Sunoco Pipeline/Energy Transfer’s Mariner East Pipeline Project is a multi-billion dollar assemblage of existing and newly constructed pipes that stretches over 300 miles from western Pennsylvania to the Marcus Hook terminal on the Delaware River. Mariner East transports highly volatile petrochemical liquids -- including ethane, propane and butane – that originate in fracking fields in Ohio, West Virginia and Pennsylvania.
Mariner’s ethane is transshipped overseas to be converted into plastics, including single use bottles. Propane and butane also are shipped overseas for a variety of uses.

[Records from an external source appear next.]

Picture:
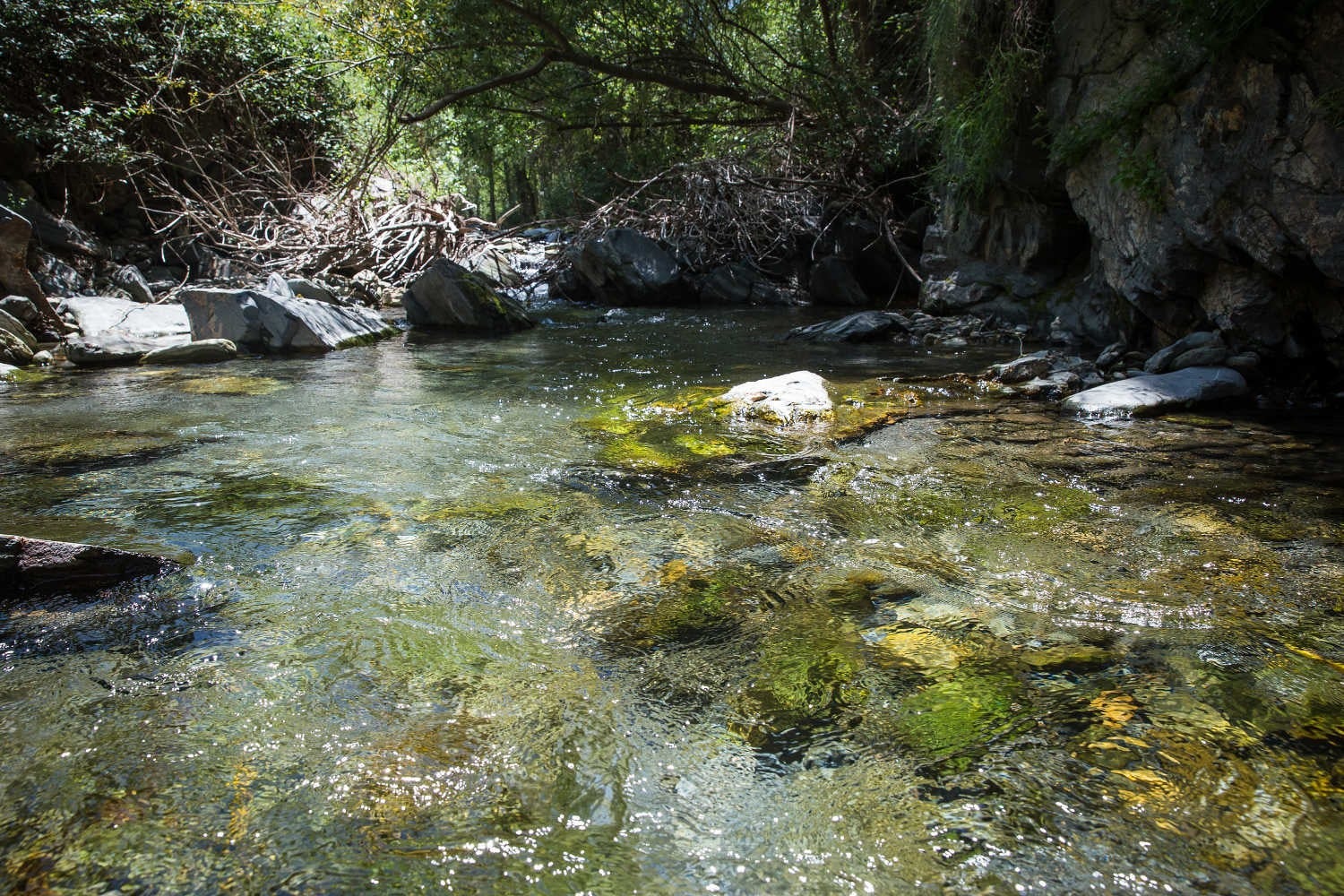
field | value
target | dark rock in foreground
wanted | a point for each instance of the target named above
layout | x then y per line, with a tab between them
1148	395
623	266
448	296
34	565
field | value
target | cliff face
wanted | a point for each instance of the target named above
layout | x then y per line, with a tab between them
1201	196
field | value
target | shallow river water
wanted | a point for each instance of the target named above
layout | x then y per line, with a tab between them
529	616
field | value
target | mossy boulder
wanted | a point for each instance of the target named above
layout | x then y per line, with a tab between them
449	297
956	719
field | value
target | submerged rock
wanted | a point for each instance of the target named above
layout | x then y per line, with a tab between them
116	331
1145	395
1196	349
34	565
832	282
266	322
448	296
738	284
789	400
865	327
206	351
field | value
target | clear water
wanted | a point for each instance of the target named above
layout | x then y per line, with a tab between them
504	616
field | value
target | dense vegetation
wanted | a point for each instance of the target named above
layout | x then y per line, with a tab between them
550	105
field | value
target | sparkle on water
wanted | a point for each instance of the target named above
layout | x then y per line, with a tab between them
532	616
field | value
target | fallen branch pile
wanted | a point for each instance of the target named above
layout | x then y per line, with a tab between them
319	234
717	211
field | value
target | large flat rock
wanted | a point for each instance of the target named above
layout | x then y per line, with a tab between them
265	322
96	314
1150	395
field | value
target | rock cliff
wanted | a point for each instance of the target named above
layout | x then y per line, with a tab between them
1187	185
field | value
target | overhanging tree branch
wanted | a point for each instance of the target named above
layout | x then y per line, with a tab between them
484	86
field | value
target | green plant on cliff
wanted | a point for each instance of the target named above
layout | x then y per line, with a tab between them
986	59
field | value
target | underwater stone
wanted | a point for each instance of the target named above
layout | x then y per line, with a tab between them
448	296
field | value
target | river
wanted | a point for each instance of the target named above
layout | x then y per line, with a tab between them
526	616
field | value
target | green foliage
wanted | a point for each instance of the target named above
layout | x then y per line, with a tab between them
1140	172
182	86
986	58
585	94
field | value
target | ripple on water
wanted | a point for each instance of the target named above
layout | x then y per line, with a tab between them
488	616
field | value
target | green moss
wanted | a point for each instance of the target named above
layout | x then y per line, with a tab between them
959	718
496	505
631	452
806	668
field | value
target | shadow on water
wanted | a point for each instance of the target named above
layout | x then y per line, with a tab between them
527	616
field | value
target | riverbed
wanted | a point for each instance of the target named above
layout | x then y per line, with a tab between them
531	616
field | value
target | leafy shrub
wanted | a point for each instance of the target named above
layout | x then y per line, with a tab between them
177	89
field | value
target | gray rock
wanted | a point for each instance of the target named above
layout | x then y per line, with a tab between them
790	400
207	351
96	314
58	279
263	322
35	565
738	285
494	265
1203	357
1110	355
21	309
112	349
448	296
304	288
13	349
1245	363
623	266
832	282
1161	360
1055	384
15	327
1153	394
129	279
865	327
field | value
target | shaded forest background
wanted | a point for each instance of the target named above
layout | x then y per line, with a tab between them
546	108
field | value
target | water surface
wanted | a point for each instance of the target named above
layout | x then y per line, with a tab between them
524	616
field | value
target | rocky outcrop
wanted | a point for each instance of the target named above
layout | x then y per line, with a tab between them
832	282
34	565
1225	204
15	277
273	323
449	297
623	266
116	331
1193	183
738	284
206	351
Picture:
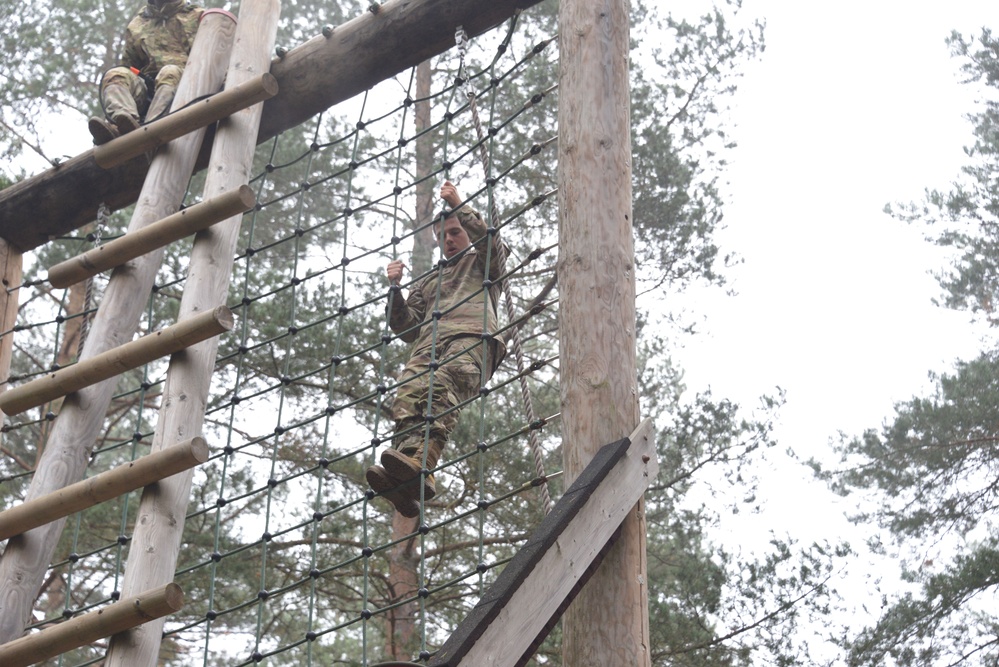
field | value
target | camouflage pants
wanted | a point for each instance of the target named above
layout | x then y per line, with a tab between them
124	91
456	380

When the project was first announced in 2014, there was widespread opposition across the Commonwealth based upon both safety and environmental concerns. In addition, Sunoco sought to use the process of eminent domain against private property owners to acquire land it needed. A handful of property owners brought suits to fight eminent domain based on a number of different grounds; all of those suits were ultimately unsuccessful.

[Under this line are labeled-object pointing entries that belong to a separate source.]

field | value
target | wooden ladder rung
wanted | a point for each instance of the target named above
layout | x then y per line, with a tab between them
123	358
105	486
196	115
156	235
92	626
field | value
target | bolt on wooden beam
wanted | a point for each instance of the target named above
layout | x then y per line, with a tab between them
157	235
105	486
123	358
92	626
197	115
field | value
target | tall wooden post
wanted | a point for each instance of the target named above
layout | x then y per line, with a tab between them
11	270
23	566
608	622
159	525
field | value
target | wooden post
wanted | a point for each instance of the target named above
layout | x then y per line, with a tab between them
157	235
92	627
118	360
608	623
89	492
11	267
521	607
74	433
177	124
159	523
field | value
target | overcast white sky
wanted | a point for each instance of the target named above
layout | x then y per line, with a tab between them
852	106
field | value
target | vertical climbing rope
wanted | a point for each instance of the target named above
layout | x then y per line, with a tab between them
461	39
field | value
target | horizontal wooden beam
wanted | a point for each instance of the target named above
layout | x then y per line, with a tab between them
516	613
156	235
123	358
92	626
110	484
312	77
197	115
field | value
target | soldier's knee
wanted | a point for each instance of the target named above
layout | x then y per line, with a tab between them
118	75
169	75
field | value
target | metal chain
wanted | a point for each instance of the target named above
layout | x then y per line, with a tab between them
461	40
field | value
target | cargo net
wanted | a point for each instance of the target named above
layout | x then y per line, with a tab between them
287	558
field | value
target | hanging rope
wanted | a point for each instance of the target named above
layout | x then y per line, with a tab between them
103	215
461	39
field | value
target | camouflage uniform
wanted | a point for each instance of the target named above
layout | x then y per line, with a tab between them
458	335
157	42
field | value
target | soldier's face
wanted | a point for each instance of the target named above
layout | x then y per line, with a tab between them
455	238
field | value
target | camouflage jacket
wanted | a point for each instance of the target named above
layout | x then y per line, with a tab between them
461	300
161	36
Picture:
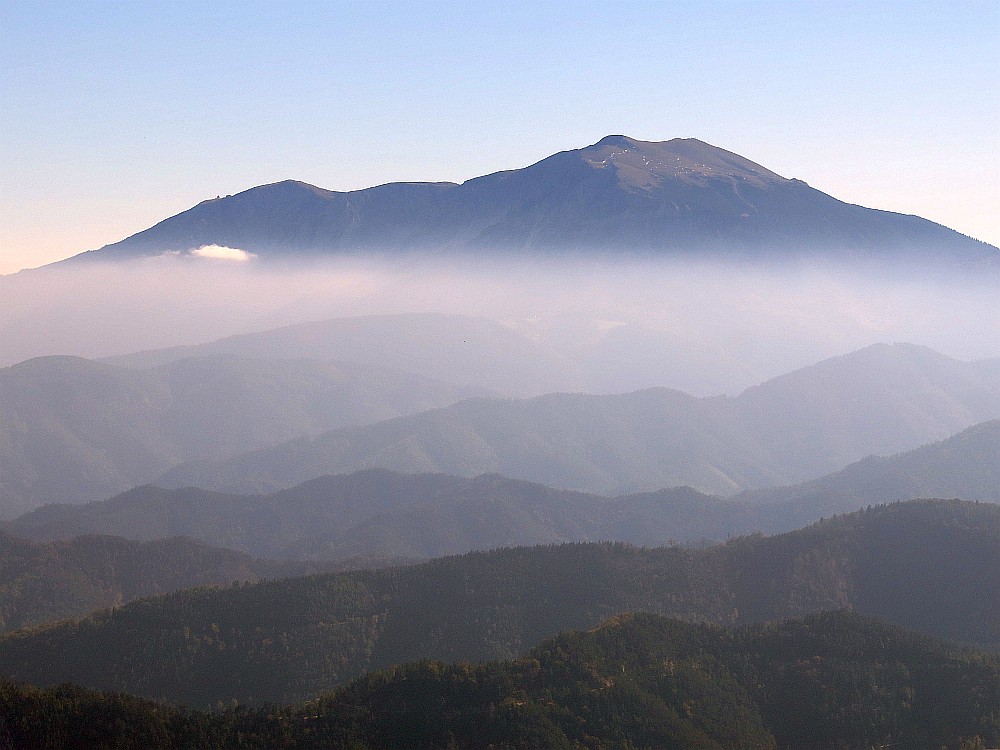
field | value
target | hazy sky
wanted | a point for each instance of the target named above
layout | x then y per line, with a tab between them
115	115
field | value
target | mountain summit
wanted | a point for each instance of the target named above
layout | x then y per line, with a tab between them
620	196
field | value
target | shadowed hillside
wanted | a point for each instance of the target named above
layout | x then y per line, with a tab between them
927	565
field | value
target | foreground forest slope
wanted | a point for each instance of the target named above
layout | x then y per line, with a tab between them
879	400
926	565
835	680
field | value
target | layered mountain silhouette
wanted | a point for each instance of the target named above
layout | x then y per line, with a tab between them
381	515
879	400
74	429
620	196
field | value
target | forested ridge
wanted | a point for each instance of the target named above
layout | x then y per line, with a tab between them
835	680
926	565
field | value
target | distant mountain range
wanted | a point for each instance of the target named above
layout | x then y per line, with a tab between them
879	400
380	515
619	197
925	565
48	581
74	429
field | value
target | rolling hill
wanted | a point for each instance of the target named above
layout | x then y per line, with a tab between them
637	681
75	430
879	400
43	582
925	565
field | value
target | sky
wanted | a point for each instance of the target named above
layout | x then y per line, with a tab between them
116	115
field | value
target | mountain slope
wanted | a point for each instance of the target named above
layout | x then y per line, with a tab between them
927	565
380	514
816	420
76	430
637	681
43	582
457	349
376	513
966	465
618	196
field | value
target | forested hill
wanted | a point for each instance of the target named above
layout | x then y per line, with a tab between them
927	565
381	514
75	430
42	582
637	681
790	429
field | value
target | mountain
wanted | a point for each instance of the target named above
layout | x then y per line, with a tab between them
636	681
793	428
925	565
380	514
75	430
43	582
468	351
620	197
966	465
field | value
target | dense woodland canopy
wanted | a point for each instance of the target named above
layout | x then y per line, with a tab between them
828	681
928	565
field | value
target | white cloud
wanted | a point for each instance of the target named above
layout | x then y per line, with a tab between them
221	252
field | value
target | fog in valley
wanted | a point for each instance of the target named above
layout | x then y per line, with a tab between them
702	326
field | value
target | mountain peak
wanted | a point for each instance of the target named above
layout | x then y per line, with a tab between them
620	195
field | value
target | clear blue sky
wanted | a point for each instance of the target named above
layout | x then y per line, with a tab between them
114	115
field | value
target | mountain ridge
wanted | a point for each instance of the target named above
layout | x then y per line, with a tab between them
617	197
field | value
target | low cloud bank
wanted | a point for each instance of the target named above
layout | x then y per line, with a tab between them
221	252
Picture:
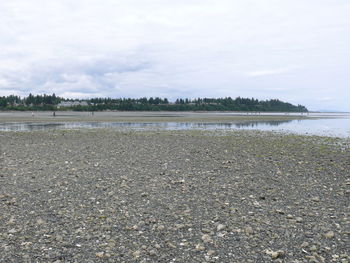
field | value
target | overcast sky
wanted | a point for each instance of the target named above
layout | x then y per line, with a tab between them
294	50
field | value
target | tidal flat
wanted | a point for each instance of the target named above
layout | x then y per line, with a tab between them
173	196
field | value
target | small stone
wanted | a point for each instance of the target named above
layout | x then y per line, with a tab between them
299	219
220	227
136	254
12	231
206	238
40	222
200	247
100	254
313	248
161	227
305	244
329	234
248	230
315	199
275	254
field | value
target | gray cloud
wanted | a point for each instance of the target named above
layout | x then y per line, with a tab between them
292	50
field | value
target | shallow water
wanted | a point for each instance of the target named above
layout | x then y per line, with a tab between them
338	126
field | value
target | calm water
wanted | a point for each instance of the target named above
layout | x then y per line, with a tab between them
338	126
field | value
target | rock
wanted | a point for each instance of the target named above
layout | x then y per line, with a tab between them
329	234
249	230
304	244
13	231
100	254
275	254
315	199
220	227
313	248
299	219
200	247
206	238
136	254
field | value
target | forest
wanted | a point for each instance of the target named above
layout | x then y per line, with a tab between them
56	103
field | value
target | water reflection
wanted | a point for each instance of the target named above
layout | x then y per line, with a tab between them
329	127
28	126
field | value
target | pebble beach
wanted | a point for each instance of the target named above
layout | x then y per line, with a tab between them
173	196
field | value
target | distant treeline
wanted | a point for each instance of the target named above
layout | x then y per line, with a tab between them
53	102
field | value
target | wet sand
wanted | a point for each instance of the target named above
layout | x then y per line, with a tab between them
64	116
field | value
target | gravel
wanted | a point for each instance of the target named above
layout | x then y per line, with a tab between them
173	196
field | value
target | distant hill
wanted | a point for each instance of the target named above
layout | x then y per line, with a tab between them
53	103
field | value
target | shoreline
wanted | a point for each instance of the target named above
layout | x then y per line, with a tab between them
197	196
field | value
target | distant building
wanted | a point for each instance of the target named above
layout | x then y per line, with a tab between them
72	103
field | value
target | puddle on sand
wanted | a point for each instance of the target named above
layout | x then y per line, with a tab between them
328	127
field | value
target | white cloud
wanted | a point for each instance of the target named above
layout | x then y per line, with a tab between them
293	50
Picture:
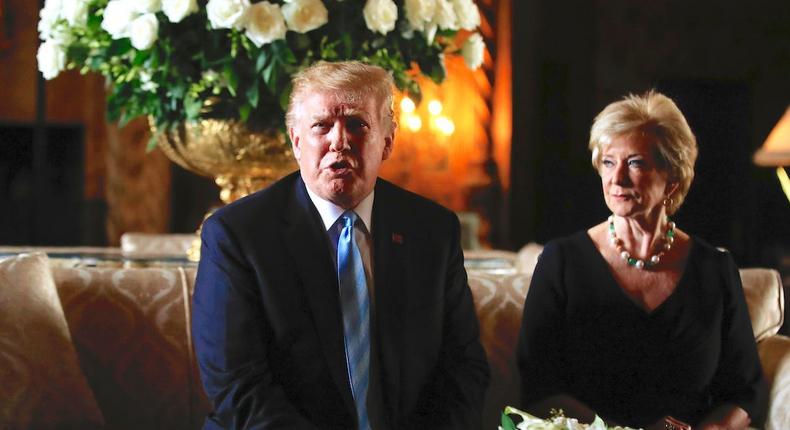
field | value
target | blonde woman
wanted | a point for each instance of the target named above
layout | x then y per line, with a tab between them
634	319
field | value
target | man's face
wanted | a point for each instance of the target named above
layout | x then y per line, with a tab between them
339	142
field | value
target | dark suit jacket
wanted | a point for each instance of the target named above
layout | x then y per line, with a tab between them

Mike Bomstein partnered with Clean Air Council in 2015 to mount a large-scale challenge to the project both on statutory and constitutional grounds. They defeated Sunoco’s motion to dismiss in the Philadelphia Common Pleas Court but on appeal to the state’s Commonwealth Court the lower court was reversed.
In Delaware County, Bomstein worked with the Middletown Coalition for Community Safety (MCCS) as well as local residents to stop the pipeline project.

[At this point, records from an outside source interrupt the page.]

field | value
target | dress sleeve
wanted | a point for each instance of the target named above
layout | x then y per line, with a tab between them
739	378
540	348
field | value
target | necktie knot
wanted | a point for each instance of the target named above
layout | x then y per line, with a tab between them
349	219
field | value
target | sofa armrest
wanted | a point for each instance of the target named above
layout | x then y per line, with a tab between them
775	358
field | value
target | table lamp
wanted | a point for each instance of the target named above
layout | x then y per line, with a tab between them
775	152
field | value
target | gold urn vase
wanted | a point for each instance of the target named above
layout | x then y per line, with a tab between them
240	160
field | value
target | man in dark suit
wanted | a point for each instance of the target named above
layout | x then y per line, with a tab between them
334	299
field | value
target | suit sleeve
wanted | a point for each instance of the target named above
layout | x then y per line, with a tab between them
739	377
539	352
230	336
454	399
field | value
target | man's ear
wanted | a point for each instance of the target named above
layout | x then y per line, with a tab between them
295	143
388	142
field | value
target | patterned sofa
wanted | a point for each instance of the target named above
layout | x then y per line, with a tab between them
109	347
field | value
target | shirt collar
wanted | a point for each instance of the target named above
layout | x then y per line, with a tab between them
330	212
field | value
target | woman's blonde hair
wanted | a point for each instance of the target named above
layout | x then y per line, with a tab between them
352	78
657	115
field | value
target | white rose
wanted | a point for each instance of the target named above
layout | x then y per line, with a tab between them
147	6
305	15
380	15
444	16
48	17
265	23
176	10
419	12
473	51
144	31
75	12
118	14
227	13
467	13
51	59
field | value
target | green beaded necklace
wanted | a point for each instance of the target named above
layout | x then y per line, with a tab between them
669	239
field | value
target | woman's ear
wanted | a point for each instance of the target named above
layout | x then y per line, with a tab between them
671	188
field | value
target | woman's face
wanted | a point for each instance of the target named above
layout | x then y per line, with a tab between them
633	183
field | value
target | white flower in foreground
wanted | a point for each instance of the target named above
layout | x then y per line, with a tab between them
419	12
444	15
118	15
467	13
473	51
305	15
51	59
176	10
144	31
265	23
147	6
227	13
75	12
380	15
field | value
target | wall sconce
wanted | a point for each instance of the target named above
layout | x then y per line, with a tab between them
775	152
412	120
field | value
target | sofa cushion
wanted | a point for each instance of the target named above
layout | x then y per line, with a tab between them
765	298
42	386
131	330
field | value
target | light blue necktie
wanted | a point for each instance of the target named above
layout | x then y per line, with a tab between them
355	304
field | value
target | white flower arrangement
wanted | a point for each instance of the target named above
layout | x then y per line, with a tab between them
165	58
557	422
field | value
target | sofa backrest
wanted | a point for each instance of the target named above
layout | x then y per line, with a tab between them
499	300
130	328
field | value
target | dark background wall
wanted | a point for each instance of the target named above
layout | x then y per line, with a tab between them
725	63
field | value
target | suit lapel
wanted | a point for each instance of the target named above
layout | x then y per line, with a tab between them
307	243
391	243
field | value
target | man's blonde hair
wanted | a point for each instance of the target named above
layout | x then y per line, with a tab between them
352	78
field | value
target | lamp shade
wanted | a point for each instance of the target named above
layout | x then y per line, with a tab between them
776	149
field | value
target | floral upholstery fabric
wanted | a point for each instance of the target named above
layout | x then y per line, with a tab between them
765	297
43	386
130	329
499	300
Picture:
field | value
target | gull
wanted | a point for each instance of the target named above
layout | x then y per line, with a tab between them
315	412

A short video interview with Bomstein recorded by a Scottish publication can be seen on Youtube.
The Middletown pipeline opponents filed two suits in the Delaware County Common Pleas Court. The first was based on the notion that the new construction was being installed too close to residents’ homes, in violation of local ordinances. The second was an effort to stop Middletown Township Council from granting easements to Sunoco. A conservative judge dismissed both cases on the ground that all such matters could only be determined before the state Public Utility Commission (PUC).
In late 2018, residents of Chester and Delaware County took the judge’s suggestion and banded together to file the “Safety 7” case with the PUC.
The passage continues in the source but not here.